A new assessment from the International Union for Conservation of Nature (IUCN) has recently surprised conservationists. The report estimates that the population of tigers is now anywhere between 3,726 to 5,578 worldwide, a 40% increase since 2015. This increase is a result of monitoring improvements, showing that there are more tigers than we previously knew about. IUCN’s statement says that it also shows that the global tiger population “appears to be stable or increasing.” The timing of this assessment seems fitting in the Year of the Tiger, with International Tiger Day just recently on July 29. We can find some hope in this updated statistic and comfort in the conservation efforts of local governments where the big cats live, but there is still work to be done. Wildlife Conservation Society Tiger Program coordinator Dale Miquelle sees promise in these results but also knows “this progress is fragile—we are still losing tigers from many areas, while they are increasing in others.” Tigers are still categorized as “Endangered” on the IUCN Red List, a list that monitors the global conservation status of thousands of species.

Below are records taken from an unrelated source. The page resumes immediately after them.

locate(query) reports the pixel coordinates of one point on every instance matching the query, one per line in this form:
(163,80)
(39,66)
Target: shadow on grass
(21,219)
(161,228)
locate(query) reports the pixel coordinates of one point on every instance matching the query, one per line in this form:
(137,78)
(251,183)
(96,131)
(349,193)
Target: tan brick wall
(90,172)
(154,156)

Destructive actions like poaching and habitat fragmentation are still prevalent, which are major threats to our feline friends. The World Wildlife Foundation (WWF) estimates a staggering 95% of their historical range has been lost due to human activities. Their site shares a dark cyclical pattern: when their habitat is lost, tigers must leave to find resources, leading to human-tiger competition for space, and loss of life on both sides. With poaching being the “most prevalent threat” to wild tigers, human change is necessary if we are to have hope in saving these beautiful animals.
IUCN's statement reads: “Expanding and connecting protected areas, ensuring they are effectively managed, and working with local communities living in and around tiger habitats, are critical to protect the species.” Miquelle echoes this sentiment, adding, “Although we still have a very long way to go, the new assessment shows that the tiger can be saved.”

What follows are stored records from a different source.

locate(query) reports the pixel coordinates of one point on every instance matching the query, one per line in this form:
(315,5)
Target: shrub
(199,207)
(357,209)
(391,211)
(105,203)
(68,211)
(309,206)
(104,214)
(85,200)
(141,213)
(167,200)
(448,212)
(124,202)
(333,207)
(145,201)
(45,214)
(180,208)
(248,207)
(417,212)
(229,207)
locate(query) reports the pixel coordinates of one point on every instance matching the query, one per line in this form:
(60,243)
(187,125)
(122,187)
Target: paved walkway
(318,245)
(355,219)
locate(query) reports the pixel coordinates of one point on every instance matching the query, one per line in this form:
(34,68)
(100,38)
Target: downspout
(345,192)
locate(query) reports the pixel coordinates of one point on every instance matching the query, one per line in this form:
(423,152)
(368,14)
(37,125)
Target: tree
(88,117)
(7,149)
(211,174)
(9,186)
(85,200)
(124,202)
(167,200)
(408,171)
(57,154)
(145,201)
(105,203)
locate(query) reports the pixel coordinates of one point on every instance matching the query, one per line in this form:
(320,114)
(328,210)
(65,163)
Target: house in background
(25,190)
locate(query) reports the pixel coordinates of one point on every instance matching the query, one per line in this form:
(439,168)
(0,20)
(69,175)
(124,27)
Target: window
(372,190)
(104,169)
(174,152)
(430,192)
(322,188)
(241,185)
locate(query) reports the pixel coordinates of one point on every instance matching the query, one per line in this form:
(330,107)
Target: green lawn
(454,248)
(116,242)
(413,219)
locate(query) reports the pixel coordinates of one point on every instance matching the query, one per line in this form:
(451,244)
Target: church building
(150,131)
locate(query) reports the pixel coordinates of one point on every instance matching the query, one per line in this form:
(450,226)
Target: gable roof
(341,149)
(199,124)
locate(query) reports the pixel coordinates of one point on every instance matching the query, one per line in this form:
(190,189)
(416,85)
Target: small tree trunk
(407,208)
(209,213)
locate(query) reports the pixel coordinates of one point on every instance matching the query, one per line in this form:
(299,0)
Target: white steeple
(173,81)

A new assessment from the International Union for Conservation of Nature shows that the population of wild tigers has grown 40% since 2015.
This increase is thanks to new and better monitoring of the felines, meaning there are more tigers out there than we previously knew about.

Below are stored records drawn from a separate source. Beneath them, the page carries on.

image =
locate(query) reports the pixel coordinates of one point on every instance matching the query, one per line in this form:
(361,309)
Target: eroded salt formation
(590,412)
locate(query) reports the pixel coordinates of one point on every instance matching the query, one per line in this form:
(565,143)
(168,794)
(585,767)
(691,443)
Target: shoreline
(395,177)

While this new statistic is promising, tigers are still classified as Endangered on IUCN's Red List. Human-created threats, such as habitat loss and poaching, are the most immediate dangers.
Thankfully, global conservation efforts have not slowed down. Tiger-centric projects continue to work with local communities to ensure safe monitoring and protection.
Wildlife Conservation Society Tiger Program coordinator Dale Miquelle says, “Although we still have a very long way to go, the new assessment shows that the tiger can be saved.”